30 Years Before “Hamilton,” US Politics Were Rapped on NYC Stage

March 11th, 2016 § 0 comments § permalink

The achievements of Lin-Manuel’s Hamilton are significant and expansive, so much so that I need not add to the proliferation of reviews, essays, parodies, think pieces and so on engendered by his landmark work. However, I feel that, in light of my increasingly senior status and the years of theatre history stashed in my head, I must point out that Lin was not the first to merge rap and American politics on the New York stage.

Travel back with me over 30 years, to an Off-Broadway venue in Greenwich Village known as The Village Gate. A cabaret theatre, it was home a number of acclaimed revues in its day including Jacques Brel is Alive and Well and Living in Paris in the 1960s, National Lampoon’s Lemmings (with Chevy Chase and John Belushi) in the 1970s and Tomfoolery in the 1980s. Closed in 1994, today the building that housed The Village Gate is, last I noticed, a CVS pharmacy.*

Rap Master Ronnie on vinyl

“Rap Master Ronnie” on vinyl

But for a very short time in 1984, thanks to composer Elizabeth Swados and lyricist Garry Trudeau (yes, of Doonesbury fame) then-President Ronald Reagan could be found on stage rapping away, while he was simultaneously in residence at 1600 Pennsylvania Avenue. The opus that provided this platform? An hour-long revue called Rap Master Ronnie, with actor Reathel Bean in the title role.

An off-shoot of the Broadway Doonesbury musical that Trudeau and Swados had created just the year before, in truth Rap Master Ronnie had only a single rap number, the title tune (which then-Times critic Frank Rich cited as a high point). But while its musical styling wasn’t really beatbox-based overall, the show did interrogate Reagan’s presidency pointedly and musically in the weeks leading up to the 1984 election (which would ultimately see Reagan win a second term).

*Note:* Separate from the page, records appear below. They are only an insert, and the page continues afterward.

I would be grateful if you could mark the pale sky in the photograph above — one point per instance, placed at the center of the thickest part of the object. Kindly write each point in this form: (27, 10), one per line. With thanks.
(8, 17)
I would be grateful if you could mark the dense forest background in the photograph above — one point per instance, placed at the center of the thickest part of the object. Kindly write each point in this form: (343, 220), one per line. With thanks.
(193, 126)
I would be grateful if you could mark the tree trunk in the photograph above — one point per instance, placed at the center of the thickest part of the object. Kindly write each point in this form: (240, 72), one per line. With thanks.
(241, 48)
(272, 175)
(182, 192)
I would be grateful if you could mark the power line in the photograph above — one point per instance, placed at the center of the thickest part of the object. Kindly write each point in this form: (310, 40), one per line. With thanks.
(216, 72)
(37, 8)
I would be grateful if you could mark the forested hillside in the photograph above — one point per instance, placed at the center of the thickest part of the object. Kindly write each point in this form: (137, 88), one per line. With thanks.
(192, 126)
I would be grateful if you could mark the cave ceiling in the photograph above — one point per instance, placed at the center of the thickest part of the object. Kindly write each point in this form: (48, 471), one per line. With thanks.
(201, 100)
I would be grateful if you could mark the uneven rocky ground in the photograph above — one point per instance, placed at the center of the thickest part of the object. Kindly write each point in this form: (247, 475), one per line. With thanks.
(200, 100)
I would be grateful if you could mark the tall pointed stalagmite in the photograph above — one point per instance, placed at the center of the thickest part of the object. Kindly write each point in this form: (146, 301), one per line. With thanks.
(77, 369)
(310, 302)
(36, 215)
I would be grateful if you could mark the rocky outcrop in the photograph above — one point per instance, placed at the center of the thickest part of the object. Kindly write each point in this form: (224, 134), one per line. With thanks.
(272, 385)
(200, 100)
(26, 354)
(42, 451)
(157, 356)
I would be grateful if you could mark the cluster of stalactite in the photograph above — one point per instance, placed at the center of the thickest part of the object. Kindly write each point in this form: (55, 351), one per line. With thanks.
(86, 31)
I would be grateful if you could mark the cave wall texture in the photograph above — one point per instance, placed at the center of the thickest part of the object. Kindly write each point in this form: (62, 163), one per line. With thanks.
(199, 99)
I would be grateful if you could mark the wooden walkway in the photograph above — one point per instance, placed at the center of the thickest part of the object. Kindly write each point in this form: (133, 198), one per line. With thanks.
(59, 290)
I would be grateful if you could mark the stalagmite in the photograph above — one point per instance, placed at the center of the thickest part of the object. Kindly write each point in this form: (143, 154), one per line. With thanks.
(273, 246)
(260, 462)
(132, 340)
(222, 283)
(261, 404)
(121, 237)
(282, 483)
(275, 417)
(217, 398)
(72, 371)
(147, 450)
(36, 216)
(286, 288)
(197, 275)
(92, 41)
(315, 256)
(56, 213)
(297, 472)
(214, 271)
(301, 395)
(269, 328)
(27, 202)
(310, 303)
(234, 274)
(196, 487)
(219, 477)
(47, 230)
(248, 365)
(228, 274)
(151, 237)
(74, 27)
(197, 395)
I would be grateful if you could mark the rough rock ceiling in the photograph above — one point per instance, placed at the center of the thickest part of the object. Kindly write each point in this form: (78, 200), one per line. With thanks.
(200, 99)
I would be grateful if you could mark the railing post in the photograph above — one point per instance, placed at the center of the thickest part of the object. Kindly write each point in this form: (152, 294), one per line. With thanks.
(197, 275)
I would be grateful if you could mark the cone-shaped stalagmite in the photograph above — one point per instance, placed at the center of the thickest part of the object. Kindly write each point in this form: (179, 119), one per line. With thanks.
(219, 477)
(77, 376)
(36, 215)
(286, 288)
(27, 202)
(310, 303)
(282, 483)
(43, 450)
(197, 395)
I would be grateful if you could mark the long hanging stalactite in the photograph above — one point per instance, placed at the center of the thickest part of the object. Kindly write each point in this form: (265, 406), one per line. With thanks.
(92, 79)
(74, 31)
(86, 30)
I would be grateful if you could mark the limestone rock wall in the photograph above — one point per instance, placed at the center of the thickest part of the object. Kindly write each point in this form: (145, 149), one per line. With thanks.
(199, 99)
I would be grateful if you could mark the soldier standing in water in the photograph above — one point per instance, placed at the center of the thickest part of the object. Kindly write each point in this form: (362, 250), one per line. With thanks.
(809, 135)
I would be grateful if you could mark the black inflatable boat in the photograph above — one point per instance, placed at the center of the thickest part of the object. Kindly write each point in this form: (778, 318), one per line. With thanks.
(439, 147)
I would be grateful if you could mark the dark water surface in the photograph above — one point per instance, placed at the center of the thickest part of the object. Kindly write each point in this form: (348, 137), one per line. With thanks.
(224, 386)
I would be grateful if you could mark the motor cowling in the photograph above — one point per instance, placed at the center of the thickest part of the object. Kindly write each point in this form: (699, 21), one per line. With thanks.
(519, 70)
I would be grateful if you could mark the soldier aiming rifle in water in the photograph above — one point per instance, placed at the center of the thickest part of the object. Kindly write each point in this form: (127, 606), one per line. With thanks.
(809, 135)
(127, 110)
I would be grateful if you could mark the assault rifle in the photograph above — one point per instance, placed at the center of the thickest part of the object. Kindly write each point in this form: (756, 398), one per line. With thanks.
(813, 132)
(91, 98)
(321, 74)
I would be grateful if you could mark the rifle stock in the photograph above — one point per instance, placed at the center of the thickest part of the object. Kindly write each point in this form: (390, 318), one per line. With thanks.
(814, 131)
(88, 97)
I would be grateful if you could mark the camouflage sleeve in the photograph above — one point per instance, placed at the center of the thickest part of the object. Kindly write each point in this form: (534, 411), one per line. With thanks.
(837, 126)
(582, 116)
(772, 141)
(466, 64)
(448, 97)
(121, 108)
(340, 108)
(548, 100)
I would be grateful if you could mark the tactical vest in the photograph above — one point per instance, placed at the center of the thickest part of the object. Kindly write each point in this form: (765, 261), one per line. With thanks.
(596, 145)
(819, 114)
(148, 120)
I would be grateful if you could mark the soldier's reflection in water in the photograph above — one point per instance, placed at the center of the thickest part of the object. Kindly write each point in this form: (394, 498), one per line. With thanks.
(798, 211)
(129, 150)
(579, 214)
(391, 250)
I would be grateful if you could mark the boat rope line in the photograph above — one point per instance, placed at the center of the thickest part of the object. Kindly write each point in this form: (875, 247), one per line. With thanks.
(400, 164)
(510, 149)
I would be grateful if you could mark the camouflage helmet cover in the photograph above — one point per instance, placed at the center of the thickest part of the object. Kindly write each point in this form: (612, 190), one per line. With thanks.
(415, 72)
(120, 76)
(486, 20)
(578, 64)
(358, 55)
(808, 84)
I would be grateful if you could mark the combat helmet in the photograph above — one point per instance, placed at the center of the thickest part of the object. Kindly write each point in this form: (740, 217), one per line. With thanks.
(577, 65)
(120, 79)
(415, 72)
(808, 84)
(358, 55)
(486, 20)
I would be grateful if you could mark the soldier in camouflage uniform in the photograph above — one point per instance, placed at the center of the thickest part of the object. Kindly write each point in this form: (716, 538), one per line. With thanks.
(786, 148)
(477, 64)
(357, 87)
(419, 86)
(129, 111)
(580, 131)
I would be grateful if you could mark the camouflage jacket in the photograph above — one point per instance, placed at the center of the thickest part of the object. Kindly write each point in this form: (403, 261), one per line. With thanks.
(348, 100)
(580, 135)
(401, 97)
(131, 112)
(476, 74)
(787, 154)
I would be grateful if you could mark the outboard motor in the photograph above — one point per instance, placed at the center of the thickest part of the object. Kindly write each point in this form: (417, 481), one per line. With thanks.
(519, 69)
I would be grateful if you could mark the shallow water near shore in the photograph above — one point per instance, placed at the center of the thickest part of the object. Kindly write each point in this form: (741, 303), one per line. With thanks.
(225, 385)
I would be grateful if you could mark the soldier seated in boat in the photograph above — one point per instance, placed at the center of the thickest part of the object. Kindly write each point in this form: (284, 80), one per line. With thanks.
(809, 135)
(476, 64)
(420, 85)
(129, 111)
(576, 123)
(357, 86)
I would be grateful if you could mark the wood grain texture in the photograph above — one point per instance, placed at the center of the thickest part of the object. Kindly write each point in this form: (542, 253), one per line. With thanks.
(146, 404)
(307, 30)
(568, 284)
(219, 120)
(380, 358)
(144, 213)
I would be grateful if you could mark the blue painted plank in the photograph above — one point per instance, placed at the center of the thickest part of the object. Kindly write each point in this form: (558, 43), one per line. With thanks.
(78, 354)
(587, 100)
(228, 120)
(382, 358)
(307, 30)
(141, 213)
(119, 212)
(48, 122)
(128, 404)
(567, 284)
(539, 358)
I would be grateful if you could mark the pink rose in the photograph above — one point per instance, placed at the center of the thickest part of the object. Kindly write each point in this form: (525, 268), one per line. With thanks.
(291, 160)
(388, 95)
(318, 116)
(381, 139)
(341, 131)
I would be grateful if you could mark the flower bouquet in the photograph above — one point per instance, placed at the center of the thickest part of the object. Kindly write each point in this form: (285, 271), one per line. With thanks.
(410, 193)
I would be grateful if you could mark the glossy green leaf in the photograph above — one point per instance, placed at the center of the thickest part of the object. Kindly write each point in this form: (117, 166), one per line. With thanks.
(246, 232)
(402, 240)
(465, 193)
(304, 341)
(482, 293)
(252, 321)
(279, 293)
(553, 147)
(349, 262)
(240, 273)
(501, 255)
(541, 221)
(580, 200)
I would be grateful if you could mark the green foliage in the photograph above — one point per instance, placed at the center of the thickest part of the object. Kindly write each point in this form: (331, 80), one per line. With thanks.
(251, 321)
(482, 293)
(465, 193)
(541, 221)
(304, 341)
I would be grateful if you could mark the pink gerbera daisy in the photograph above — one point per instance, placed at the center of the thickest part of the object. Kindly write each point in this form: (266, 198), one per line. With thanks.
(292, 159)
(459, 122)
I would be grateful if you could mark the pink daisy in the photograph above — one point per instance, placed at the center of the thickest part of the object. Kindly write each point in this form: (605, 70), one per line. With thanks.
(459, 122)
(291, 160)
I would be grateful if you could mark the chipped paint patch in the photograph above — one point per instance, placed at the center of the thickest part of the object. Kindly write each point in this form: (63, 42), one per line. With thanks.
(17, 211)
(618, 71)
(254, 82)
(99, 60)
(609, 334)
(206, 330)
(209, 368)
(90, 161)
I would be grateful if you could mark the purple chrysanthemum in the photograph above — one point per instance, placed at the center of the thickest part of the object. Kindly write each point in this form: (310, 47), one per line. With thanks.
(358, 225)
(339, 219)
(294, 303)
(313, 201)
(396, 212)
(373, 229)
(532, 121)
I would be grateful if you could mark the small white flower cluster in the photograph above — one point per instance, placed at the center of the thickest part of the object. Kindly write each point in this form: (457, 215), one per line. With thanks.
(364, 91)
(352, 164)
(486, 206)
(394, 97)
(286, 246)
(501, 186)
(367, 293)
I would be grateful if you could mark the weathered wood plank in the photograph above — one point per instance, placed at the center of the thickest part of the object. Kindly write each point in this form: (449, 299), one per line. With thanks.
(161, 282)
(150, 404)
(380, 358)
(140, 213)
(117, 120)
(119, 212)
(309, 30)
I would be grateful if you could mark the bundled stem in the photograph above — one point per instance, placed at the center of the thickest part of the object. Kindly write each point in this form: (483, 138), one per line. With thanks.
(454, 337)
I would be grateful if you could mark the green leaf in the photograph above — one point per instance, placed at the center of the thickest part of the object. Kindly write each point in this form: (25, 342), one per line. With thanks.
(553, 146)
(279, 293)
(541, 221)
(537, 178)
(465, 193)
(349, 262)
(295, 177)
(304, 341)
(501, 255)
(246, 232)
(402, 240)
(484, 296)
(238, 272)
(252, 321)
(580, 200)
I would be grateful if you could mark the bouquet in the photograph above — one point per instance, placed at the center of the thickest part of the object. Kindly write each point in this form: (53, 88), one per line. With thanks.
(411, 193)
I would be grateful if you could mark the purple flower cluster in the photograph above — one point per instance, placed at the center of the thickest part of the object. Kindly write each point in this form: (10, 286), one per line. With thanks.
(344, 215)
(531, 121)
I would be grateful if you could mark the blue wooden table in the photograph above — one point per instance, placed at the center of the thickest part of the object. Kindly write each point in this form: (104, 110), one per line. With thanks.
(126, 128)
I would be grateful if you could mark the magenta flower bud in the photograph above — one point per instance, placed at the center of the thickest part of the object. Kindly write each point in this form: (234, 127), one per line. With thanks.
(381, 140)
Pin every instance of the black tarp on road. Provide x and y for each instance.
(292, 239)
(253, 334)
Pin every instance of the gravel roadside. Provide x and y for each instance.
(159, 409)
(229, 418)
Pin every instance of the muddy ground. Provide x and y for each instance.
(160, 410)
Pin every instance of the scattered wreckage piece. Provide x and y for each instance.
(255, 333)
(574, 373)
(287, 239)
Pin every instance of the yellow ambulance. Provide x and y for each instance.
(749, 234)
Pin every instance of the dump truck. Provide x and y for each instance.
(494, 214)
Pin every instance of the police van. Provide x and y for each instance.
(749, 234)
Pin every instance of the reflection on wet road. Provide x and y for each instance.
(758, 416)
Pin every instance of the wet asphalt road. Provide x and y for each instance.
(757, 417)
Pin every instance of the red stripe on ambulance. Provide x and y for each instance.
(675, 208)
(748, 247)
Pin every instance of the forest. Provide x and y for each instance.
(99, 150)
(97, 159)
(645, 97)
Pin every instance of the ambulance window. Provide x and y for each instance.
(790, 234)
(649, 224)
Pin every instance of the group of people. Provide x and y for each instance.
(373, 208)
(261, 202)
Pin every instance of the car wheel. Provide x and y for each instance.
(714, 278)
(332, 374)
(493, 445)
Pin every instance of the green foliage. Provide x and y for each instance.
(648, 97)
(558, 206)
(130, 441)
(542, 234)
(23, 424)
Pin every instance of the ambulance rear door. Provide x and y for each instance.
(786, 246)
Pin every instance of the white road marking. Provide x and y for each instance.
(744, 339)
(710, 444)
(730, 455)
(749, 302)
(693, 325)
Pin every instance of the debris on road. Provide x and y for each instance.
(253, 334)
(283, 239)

Speaking to Stephen Holden in The New York Times, when the revue began performances, Trudeau talked about the impetus for his theatrical advocacy, four years before his HBO series Tanner 88 and decades before his Amazon series Alpha House:

”I don’t know if there’s anything artistic being done about this election – it is either being ignored or given up on,” Mr. Trudeau observed. ”It didn’t seem right to me to let it go without trying to say something. The piece is enormously challenging because, as everybody knows, Reagan has proven unusually resistant to frontal assault. That’s a very difficult target to take aim at.”

It’s an interesting statement to read in an election year 32 years later, no?

I digress. I also admit to making the Hamilton link in perhaps my BuzzFeed-iest ploy for attention, just to lure you in to learn of largely forgotten bit of theatrical agitprop, that has nevertheless left one wonderful artifact: the music video version of the title track of Rap Master Ronnie. So I apologize for making you wade through everything up until now, and invite you to see a rapping political figure from days gone by – when everyone’s friend and role model Lin-Manuel was but two years old.

More trivia: Rap Master Ronnie’s limited run at The Village Gate was succeeded by another musical about a politican, Mayor, which portrayed then-NYC mayor Ed Koch in a decidedly more lighthearted lampoon. It was created by composer and lyricist Charles Strouse and marked the first significant credit for a young writer named Warren Leight, who would go on to win a Tony for Side Man and has been steering the Law and Order: Special Victims Unit franchise for several years. But again, I digress.

 

* Update: I am informed by reader Rafael Gallegos that the one-time Village Gate is now the nightclub Le Poisson Rouge. I swear it was a pharmacy for a time, but this shows you the last time I sought either medication or entertainment on Bleecker Street.